Suddenly I notice a bag that someone dumped next to the paper collection. In the picture there is a number of the Swedish women’s magazine from 1935. The cover is decorated with the belgian princess Josephine-Charlotte (”back in Brussels after sommarferierna”).

a hyllningsartikel to the ethiopian emperor Haile Selassie (”For a fair beskådare, it seems a tad ridiculous when Mussolini, perhaps a härskarämne, but without a doubt, an upstart, talking big words about their duty to spread Italian culture across the Country”) and a chronicle of women’s förvildning: ”the other day bet a drunk in stockholm’s his poor man in the nose in the open street. It is to totally ignore the female dignity and finesse.”

the Number is at the top of a thick stack of Swedish women’s magazine from the thirty and forties. I get so excited that I accidentally put the toothbrush in glasåtervinningen.
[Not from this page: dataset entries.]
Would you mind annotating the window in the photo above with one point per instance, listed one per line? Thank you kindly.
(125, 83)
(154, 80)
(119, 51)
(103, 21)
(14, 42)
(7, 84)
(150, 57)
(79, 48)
Then kånkar I home the papers and begins to read.

the Swedish women’s magazine writes not about politics but the war popping constantly up between the cookie recipes, royal portraits and kärleksnoveller. For the swedes, who escaped the occupation, means the conflict less acute problems than bombräder. Each week will be published ”ransoneringskalendern” so that readers will know which food it is a lack of and which may be sold freely. ”Decayed eggs get henceforth be replaced, when the victim of the otrevligheten even hard-earned egg is not fresh,” reports the man in 1943. ”The change must not, however, företagas until after the scrutiny, which is what Stockholm is concerned, businesses in the hälsovårdsnämndens kontrollbyrå, Östra Järnvägsgatan 8.”

went there was sour over the fact that it was cumbersome to switch the eggs, or grateful to live in a country where there was something to eat.

the Same journal contains a survey where young women in the different professions answer questions about work, love and the world situation. ”The outbreak of the war seemed almost crippling me,” says the author Ebba Richert. ”For although it didn’t come unprepared, I heard to those who optimistically believed that the s k-lit kulturfolk could resolve their disputes without bloodshed. /…/ [The war] has kind of taken from me my faith in the good in man.”

It is wise to remember the second world war, when the elections to the european Parliament approaching. The main objective of the EU is to ensure peace in our continent. We have avoided war for so many years that we like to imagine that we are an enlightened kulturfolk. But it is not required much to the aggressive nationalism must turn its claws into us. And we abandon without further the for EU citizens fundamental right to move across borders without a passport.

happy when The sweden democrats for the EUROPEAN elections kicks off an advertising campaign that it ”is not the first time that sossarna help Germany to take over Europe”. The claim is, of course, misleading (Sweden was ruled by a coalition government during the war) but every time SD mentions the Third reich, we are reminded about their nazi origin. And every time the second world war, shows up in the election debate, we are reminded to not take our freedom for granted.